This presentation explores healing processes among spiritual healers in contemporary Okinawa (Japan). It focuses on situated affects, enskilled or habituated somatic modes of attention and intersubjective attunements with the environment. It shows that the employed spiritual healing techniques can be understood as affective technologies that contribute to reshape initial conditions of marginality.
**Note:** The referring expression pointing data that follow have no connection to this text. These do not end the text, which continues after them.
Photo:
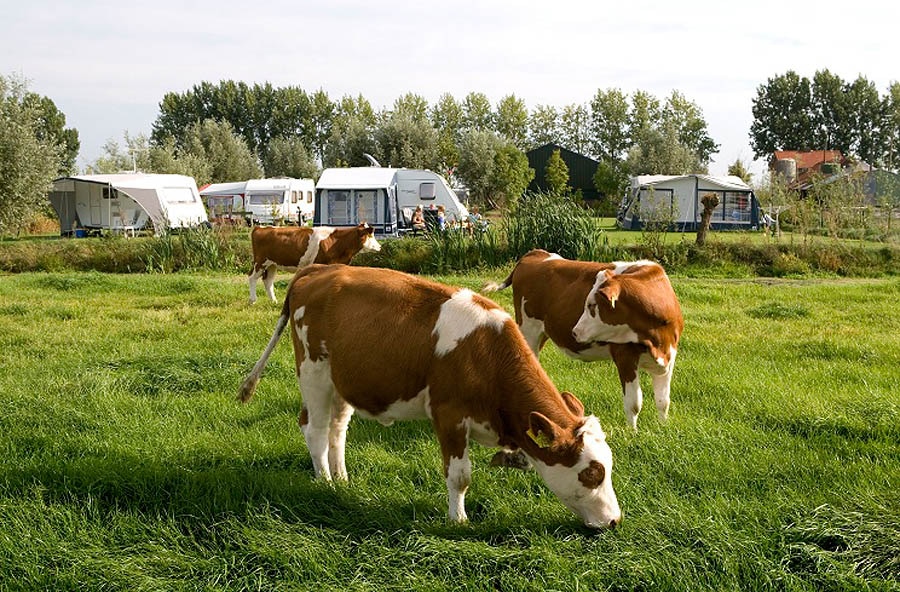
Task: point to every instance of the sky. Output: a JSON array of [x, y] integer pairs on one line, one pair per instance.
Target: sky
[[108, 64]]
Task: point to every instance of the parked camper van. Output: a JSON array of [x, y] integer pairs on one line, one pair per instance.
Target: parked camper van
[[385, 198], [279, 200], [681, 195], [126, 202]]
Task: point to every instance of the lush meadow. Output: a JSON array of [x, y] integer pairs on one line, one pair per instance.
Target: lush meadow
[[127, 464]]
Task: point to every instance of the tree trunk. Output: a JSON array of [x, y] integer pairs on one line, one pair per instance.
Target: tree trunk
[[709, 201]]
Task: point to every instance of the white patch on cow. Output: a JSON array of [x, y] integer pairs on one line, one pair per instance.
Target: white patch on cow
[[596, 351], [318, 398], [419, 407], [592, 328], [481, 432], [532, 329], [597, 507], [459, 317], [370, 245], [312, 248], [459, 476], [621, 266]]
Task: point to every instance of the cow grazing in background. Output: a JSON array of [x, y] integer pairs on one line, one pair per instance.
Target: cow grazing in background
[[626, 312], [292, 248], [391, 346]]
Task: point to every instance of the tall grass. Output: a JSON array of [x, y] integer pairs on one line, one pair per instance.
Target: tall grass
[[127, 464]]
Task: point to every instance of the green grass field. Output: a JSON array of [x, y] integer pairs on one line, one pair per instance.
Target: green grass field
[[127, 464]]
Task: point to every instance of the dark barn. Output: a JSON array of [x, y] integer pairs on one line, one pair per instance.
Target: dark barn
[[581, 170]]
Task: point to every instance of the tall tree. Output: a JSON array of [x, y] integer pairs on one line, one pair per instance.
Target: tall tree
[[609, 125], [288, 157], [686, 118], [406, 141], [512, 121], [739, 169], [50, 128], [227, 153], [447, 118], [28, 161], [890, 107], [828, 111], [493, 169], [782, 116], [543, 126], [477, 113], [574, 124], [866, 118]]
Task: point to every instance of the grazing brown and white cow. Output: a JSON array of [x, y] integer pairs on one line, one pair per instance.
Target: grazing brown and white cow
[[626, 312], [392, 346], [294, 248]]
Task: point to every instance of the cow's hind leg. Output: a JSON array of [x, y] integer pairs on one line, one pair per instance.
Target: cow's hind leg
[[341, 412], [626, 356], [255, 274], [457, 466], [318, 397], [269, 281], [662, 383]]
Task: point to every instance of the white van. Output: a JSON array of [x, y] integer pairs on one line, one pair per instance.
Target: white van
[[383, 197], [280, 200]]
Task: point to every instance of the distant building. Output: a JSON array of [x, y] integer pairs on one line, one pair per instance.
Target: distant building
[[581, 169], [802, 169]]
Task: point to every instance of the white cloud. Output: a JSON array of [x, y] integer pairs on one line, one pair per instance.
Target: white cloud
[[107, 65]]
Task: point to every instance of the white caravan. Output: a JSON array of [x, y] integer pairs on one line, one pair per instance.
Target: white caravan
[[279, 200], [126, 202], [383, 197]]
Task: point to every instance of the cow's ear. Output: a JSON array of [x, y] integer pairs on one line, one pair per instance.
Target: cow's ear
[[572, 402], [609, 290], [542, 430]]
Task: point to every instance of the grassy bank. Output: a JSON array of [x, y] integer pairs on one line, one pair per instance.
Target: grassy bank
[[128, 465]]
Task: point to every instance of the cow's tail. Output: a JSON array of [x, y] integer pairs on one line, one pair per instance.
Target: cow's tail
[[495, 287], [248, 387]]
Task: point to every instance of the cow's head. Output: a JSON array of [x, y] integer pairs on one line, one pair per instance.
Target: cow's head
[[603, 308], [367, 238], [576, 464]]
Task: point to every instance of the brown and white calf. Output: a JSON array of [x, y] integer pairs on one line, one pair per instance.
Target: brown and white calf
[[626, 312], [391, 346], [292, 248]]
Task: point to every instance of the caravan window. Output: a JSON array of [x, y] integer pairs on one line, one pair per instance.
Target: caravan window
[[178, 195], [734, 206], [426, 191], [338, 207], [264, 199]]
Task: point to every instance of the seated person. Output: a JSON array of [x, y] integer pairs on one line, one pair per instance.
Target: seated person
[[418, 220]]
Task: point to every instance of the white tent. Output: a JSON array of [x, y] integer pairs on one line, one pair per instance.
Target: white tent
[[681, 195], [127, 202]]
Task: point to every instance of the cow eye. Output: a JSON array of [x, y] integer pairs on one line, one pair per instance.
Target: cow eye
[[593, 475]]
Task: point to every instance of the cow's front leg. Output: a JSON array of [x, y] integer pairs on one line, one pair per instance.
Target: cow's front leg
[[457, 467]]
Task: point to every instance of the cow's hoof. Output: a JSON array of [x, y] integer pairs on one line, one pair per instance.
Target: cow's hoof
[[513, 459]]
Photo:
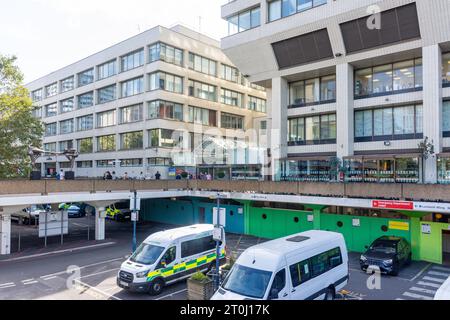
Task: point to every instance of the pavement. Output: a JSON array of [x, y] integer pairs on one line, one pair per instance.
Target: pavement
[[86, 270]]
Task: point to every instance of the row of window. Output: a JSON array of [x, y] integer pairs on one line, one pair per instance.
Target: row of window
[[157, 52]]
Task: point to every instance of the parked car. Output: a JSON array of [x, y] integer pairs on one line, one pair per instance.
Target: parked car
[[29, 215], [389, 254], [308, 266], [119, 211]]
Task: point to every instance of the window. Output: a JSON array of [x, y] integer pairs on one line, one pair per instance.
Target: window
[[230, 73], [86, 100], [84, 164], [106, 143], [197, 246], [312, 130], [164, 138], [166, 53], [131, 163], [245, 20], [85, 123], [313, 91], [67, 84], [65, 145], [50, 147], [106, 70], [202, 116], [132, 60], [131, 140], [85, 145], [165, 110], [132, 87], [86, 77], [202, 64], [36, 95], [66, 126], [257, 104], [231, 121], [166, 81], [50, 130], [202, 90], [106, 119], [107, 94], [231, 98], [51, 90], [131, 114], [404, 122], [51, 110], [402, 76], [67, 105]]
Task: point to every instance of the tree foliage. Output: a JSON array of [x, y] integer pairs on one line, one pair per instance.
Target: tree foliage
[[18, 128]]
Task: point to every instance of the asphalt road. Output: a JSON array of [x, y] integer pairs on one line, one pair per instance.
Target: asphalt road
[[46, 276]]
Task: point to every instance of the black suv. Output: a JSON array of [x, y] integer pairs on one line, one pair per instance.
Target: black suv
[[387, 253]]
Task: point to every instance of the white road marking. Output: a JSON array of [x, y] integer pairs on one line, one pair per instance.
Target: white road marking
[[429, 284], [434, 279], [417, 296], [172, 294], [427, 291]]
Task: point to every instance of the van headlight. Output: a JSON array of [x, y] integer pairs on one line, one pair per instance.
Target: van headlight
[[142, 274]]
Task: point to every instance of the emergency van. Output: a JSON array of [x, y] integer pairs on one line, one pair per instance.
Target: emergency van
[[308, 266], [169, 256]]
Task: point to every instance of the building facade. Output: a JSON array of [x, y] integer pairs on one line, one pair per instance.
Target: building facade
[[166, 100], [357, 90]]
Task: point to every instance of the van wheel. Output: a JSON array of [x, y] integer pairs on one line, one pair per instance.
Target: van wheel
[[156, 287], [330, 294]]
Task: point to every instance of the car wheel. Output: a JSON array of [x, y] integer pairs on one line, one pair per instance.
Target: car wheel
[[156, 287], [330, 294]]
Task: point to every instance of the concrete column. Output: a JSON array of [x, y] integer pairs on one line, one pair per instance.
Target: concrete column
[[345, 110], [278, 114], [432, 106], [5, 234]]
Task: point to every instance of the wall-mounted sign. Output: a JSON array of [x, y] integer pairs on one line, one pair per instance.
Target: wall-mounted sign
[[426, 228]]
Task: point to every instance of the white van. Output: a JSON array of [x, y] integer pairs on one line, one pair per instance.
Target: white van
[[308, 266], [169, 256], [444, 291]]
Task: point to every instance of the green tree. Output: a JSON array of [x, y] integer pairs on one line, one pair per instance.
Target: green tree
[[18, 128]]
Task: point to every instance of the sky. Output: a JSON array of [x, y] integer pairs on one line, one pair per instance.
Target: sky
[[47, 35]]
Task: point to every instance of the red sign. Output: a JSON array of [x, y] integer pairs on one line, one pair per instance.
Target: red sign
[[391, 204]]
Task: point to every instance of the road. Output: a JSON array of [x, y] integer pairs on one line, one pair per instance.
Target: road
[[46, 277]]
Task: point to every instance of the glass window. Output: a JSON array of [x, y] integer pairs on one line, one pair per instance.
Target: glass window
[[131, 114], [107, 70], [132, 87], [67, 84], [86, 77], [132, 140], [106, 119], [85, 123], [106, 143], [86, 100], [107, 94]]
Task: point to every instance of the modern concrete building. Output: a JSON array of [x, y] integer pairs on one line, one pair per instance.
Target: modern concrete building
[[353, 86], [163, 100]]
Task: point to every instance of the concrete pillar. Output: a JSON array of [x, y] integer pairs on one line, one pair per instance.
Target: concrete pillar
[[5, 234], [278, 114], [345, 110], [432, 106]]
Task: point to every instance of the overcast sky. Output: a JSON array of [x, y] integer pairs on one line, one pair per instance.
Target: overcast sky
[[49, 34]]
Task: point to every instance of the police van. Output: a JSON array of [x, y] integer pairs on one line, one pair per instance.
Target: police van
[[169, 256], [308, 266]]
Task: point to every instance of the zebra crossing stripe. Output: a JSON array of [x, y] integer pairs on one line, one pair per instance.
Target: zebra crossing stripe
[[426, 291], [429, 284], [434, 279], [417, 296]]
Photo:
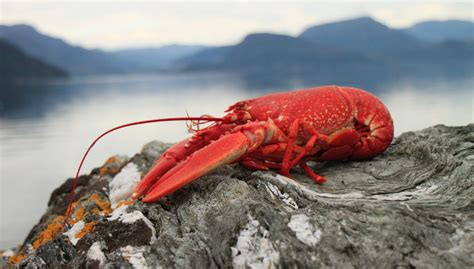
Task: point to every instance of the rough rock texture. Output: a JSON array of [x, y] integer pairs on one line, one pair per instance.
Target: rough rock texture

Classic anthropological studies have long shown the role of spirit possession and spiritual or shamanic healing in empowering marginalized people by giving them an ‘idiom’ to (re-)negotiate their positions (e.g. Ong 1987). More recent anthropological research has analyzed experiences with spirits as based on bodily affordances that ground ‘the cultural kindling’ of spiritual experiences (Cassaniti and Luhrmann 2014), or emphasized the role of feelings and perceptions, as well as of processes of enskilment and entrainment as grounds for possession states (e.g. De Antoni 2022, Seligman 2014).
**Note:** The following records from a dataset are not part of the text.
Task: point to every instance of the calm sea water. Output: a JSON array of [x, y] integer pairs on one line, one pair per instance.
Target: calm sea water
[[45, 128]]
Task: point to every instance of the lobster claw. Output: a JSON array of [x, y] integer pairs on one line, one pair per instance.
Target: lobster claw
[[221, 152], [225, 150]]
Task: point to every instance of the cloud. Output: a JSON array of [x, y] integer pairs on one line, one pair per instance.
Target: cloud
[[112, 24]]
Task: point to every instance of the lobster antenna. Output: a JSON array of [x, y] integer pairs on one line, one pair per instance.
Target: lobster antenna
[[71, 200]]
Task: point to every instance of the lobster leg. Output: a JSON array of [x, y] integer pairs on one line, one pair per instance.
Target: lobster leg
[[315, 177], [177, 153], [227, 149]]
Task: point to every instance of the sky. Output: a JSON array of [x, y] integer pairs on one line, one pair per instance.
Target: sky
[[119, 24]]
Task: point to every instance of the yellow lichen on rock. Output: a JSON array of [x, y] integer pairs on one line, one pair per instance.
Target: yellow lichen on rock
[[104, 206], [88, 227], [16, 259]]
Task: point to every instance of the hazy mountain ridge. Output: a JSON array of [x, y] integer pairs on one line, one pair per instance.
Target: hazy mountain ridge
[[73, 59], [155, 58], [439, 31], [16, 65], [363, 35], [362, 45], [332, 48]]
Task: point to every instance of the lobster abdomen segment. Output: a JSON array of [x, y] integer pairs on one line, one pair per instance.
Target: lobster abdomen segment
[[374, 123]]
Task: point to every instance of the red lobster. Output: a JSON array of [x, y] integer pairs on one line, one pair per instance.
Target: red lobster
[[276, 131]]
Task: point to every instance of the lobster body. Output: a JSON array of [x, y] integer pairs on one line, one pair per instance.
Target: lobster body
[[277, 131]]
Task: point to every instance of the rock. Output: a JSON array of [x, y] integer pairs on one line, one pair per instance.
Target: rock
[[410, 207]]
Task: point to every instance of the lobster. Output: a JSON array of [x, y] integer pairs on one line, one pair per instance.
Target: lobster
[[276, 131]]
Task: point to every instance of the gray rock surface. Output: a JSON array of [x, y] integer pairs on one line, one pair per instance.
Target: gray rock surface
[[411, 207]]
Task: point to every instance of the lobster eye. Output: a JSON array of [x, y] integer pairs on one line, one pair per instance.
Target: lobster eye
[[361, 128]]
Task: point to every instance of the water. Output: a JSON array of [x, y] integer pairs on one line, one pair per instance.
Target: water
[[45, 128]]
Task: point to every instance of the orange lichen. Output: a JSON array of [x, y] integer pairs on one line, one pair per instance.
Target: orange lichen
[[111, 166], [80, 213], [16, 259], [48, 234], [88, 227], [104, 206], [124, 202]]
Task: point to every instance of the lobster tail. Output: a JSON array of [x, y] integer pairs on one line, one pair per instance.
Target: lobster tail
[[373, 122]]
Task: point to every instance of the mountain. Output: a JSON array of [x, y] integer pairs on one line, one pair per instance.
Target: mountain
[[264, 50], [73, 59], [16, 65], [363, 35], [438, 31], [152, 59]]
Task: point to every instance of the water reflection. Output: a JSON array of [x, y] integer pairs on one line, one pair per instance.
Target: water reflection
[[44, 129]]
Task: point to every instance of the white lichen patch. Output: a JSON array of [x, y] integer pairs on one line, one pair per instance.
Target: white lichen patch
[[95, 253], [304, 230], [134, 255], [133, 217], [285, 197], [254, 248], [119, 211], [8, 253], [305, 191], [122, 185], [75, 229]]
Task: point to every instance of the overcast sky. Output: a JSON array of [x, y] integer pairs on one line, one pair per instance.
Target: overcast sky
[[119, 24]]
Relying on such approaches, I focus on healing processes among spiritual healers in contemporary Okinawa. These people tend to share a background of marginality, be it economic, social, or sexual. They become healers through the classic pattern of shamanic illness, learning and employing different healing techniques situated in specific (natural) environments. In this presentation I argue that 1) such techniques can be understood as affective technologies which elicit specific affects and foster the eskilment of somatic modes of attention related to feeling with the environment. 2) Such technologies allow trainees to develop a baseline to learn what is internal or external to them, such as in the case of one’s own thoughts or spirit messages. 3) Such process enables them to detach from and reshape their initial condition of marginality, by allowing for the development of new relations and spirit ontologies that empower them, by giving them a new role as spiritual healers.